1. Seminary rarely models the discipler/disciple model suggested in Scripture, especially with Jesus. Jesus taught with his entire life. Everything they did was an opportunity to teach into the early disciples life. Jesus focus was not primarily on what the disciples knew, but what they did. I believe Jesus desired an inner-transformation that went beyond mere knowledge. The disciples had to become like him. Seminary falls very short of this in my experience. Only rarely is a professor teaching for soul transformation. Most of the lessons are academic in nature. Seminary's message: If you know these things, you will be more prepared for ministry.

2. Seminary is very expensive and I have a problem with significant debt. These days, you are going to drop $50,000-80,000 getting the "qualifying degree." Most seminarians will carry school loans halfway into their ministry. Most importantly, they will have to get the right position in the right ministry, not based on God's call, but on which one can provide financially. The preparation for ministry God has for his shepherds shouldn't cost them two years wages.

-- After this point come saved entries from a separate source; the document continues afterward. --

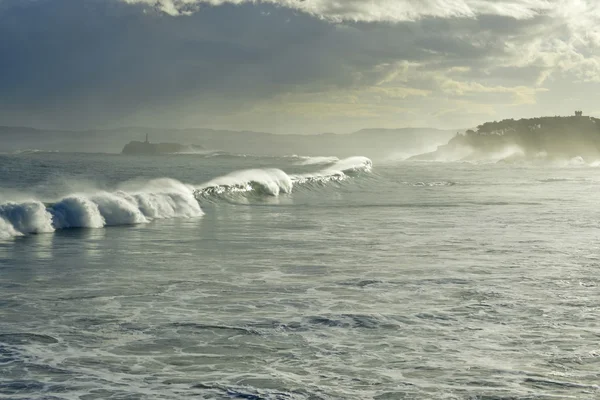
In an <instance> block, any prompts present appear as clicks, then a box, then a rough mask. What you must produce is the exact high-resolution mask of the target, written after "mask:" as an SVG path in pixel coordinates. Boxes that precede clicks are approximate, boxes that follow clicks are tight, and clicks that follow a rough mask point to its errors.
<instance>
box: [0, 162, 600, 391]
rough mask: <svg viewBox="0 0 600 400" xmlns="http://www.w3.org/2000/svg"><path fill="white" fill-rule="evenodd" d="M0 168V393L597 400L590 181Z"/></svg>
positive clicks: (592, 227) (420, 170)
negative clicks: (567, 399) (579, 399)
mask: <svg viewBox="0 0 600 400" xmlns="http://www.w3.org/2000/svg"><path fill="white" fill-rule="evenodd" d="M574 164H575V165H573V163H571V164H564V165H559V164H549V163H545V164H543V165H538V164H520V165H507V164H498V163H482V164H474V163H433V162H432V163H424V162H421V163H414V162H386V161H379V162H378V161H377V160H375V162H374V163H372V162H371V160H369V159H366V158H364V157H355V158H351V159H342V160H340V159H338V158H335V157H331V156H328V157H319V158H309V157H299V156H289V157H258V156H244V155H235V154H225V153H211V154H186V155H164V156H146V157H144V156H137V157H136V156H123V155H109V154H63V153H33V152H28V153H21V154H5V155H0V397H1V398H11V399H180V398H196V399H236V398H237V399H382V400H383V399H553V398H556V399H567V398H574V399H596V398H600V386H599V384H600V321H599V317H600V278H599V271H600V269H599V266H600V230H599V228H598V221H599V220H600V210H599V208H598V207H597V204H598V199H599V198H600V170H598V168H595V167H592V166H588V165H585V164H582V163H574Z"/></svg>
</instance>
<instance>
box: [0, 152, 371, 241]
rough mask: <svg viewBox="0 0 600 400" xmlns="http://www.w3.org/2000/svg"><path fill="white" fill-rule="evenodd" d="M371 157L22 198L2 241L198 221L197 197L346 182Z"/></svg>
mask: <svg viewBox="0 0 600 400" xmlns="http://www.w3.org/2000/svg"><path fill="white" fill-rule="evenodd" d="M371 167H372V162H371V160H369V159H368V158H366V157H351V158H347V159H344V160H338V161H336V162H335V163H333V164H332V165H330V166H327V167H326V168H324V169H322V170H320V171H317V172H315V173H310V174H302V175H288V174H286V173H285V172H284V171H282V170H279V169H251V170H243V171H236V172H232V173H230V174H228V175H225V176H221V177H218V178H215V179H213V180H211V181H209V182H207V183H205V184H203V185H200V186H197V187H193V186H190V185H186V184H184V183H181V182H179V181H176V180H173V179H155V180H152V181H149V182H127V183H125V184H123V185H120V186H119V187H117V188H116V189H115V190H113V191H108V190H98V189H93V188H88V187H85V188H84V187H81V188H78V190H77V192H76V193H71V194H68V195H66V196H62V197H58V199H55V200H52V201H44V202H42V201H40V200H38V199H35V198H34V197H29V198H27V197H26V196H24V195H23V194H19V197H18V200H14V199H11V200H10V201H9V200H8V199H6V198H5V199H2V200H0V238H3V239H6V238H10V237H15V236H19V235H25V234H29V233H43V232H53V231H55V230H57V229H66V228H101V227H104V226H111V225H133V224H142V223H147V222H150V221H153V220H156V219H165V218H194V217H199V216H202V215H203V212H202V209H201V208H200V205H199V203H198V199H197V196H199V197H207V196H212V195H215V194H217V195H219V194H224V193H240V192H241V193H254V194H257V195H269V196H278V195H279V194H281V193H291V192H292V189H293V187H294V185H295V184H296V185H302V184H310V183H315V182H317V183H326V182H330V181H340V180H344V179H346V178H347V177H348V174H352V173H356V172H360V171H369V170H370V169H371Z"/></svg>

3. Seminary can dry you out spiritually. I've seen and read about this often. Some people graduate from seminary burnt out spiritually. Time they should have been spending with Jesus got thrown to the backburner, for late night papers and test preparations. All for what? To impress professors. I am not convinced that making good grades and impressing professors, matters at all to God. America is in love with credentials. We worship our resumes like idols: "Gotta have the right experiences and education to work at our church." I'm thankful Jesus didn't operate on this system. None of the twelve disciples or even Paul would get call-backs at most of today's churches. They definitely couldn't go mainline for sure. They might sneak into some non-denominational church somewhere.


The wrestling continues and this probably reeks of overstatements, ignorance and bias, but so it goes...

5 Comments:

At 4/29/2005 3:31 PM, Anonymous Anonymous said...

Andrew, you are such a deep and rational thinker. I love it! I don't think you will be completely satisfied unless you have your seminary degree and you might regret that one day if you don't finish it up. I think you should stay in Colorado Springs and finish up your degree at Fuller OR move to NC and go to school with treasure.

 
At 5/01/2005 12:19 AM, Anonymous Anonymous said...

what's treasure?

 
At 5/02/2005 12:30 PM, Anonymous Anonymous said...

Andrew,

Excellent questions that will lead you to an answer that is real. I have heard people say that Seminaries are answering questions no one is asking, so my advice (like you need anymore advice) is to find an experience (school, degree, job, whatever) that will help you answer the questions people are asking in such a way that you are Jesus to them. Good luck :-)

Tim

 
At 5/03/2005 12:35 AM, Blogger r.m. said...

i would love to see more truely elder-led chruches in our communities, but sometimes i think our pastors get placed on undue pedestals (and consequently undertake undue and exhausting amounts of responsibility) simply because "they've been to seminary and the rest of us haven't." good thoughts andrew.
also, i found a blog that might be of interest to you: robotfuel.blogspot.com...made me think of all your random culinary musings!

 
At 5/27/2005 11:37 AM, Blogger Michael said...

away from the heart of God . . . I was surprised seeing this in the pro list . . . perhaps I quickly misread it.

It too am wrestling with similar issues. I checked out Multnomah Biblical Seminary and could really see myself being equipped for ministry in the way I want to be equipped (and the way I believe Jesus might do ministry???).

My year with George Verwer . . . being mentored and simply traveling with him . . . I've picked up so many subtlties in the work. Also, the majors and the minors are a little more clear but not yet fully focused for my life.

Journeying with you. Keep asking the questions.